Jesus, Lambrecht!” Heller cried.

“That’s three, Heller,” Coach Clum said. “You’re not having a very good road trip.”

“When does Heller ever have a good road trip?” Jack asked. He had no points against him for the month. He knew he could afford one.

To Jack’s surprise, Coach Clum said: “That’s two against you, Burns. It is derogatory of you to call our attention to Heller’s losing record, but it’s also dismissive of Lambrecht’s intelligence to encourage him to imagine that frost heavies exist, that they have eyes and are low to the ground—”

“—and they’re the color of the fucking road !” Lambrecht interrupted him.

“That’s a half-point against you, Lambrecht,” Coach Clum said.

They were somewhere in Rhode Island, or maybe it was Massachusetts. They were a long way from Maine, Jack knew. How he loved those nights! He turned his flashlight back on and redirected his thoughts to the task of memorizing “Dover Beach”—not a short poem, and one with an overlong first stanza.

“ ‘ The sea is calm tonight, ’ ” Jack read aloud, thinking it magnanimous of him to change the subject.

“Save it for Drama Night, Burns,” Coach Clum said. “Just memorize it to yourself, if you don’t mind.”

He wasn’t a bad guy, Coach Clum, but he never accepted what he presumed was the vanity of Jack having his cauliflower ears drained.
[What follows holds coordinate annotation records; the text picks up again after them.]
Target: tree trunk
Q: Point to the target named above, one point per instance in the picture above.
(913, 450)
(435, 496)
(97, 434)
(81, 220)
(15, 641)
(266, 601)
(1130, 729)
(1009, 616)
When Mike Heller called Jack a “sissy” for not wanting to go through the rest of his life with cauliflower ears, Coach Clum not only awarded a point against Heller for sissy, which was clearly derogatory— the coach made Heller get his next cauliflower ear drained. “Does it hurt, Mike?” Coach Clum asked the heavyweight, standing over him while the fluid from the damaged ear was being extracted in the training room.

“Yeah,” Heller answered. “It hurts.”

“Well, then, the right word for Burns wouldn’t be sissy, would it?” the coach asked. “ Vain, maybe,” Coach Clum said, “but not sissy.

“Okay, Burns is vain, then,” Heller said, wincing.

“Right you are, Mike,” Coach Clum said. “But vain is a point against you, too.”

One night on the team bus, when Coach Clum and Jack were the only ones awake, Jack had a somewhat philosophical conversation with him. “I want to be an actor,” he told his coach. “I wouldn’t say it was vain for an actor not to want cauliflower ears. I would say it was practical.

“Hmm,” Coach Clum said. Maybe he wasn’t really awake, Jack thought. But Coach Clum was just thinking it over. “Let me put it to you this way, Jack,” he said. “ If it turns out that you’re a movie star, I’ll tell everyone that you were one of the most practical wrestlers I ever had the privilege to coach.”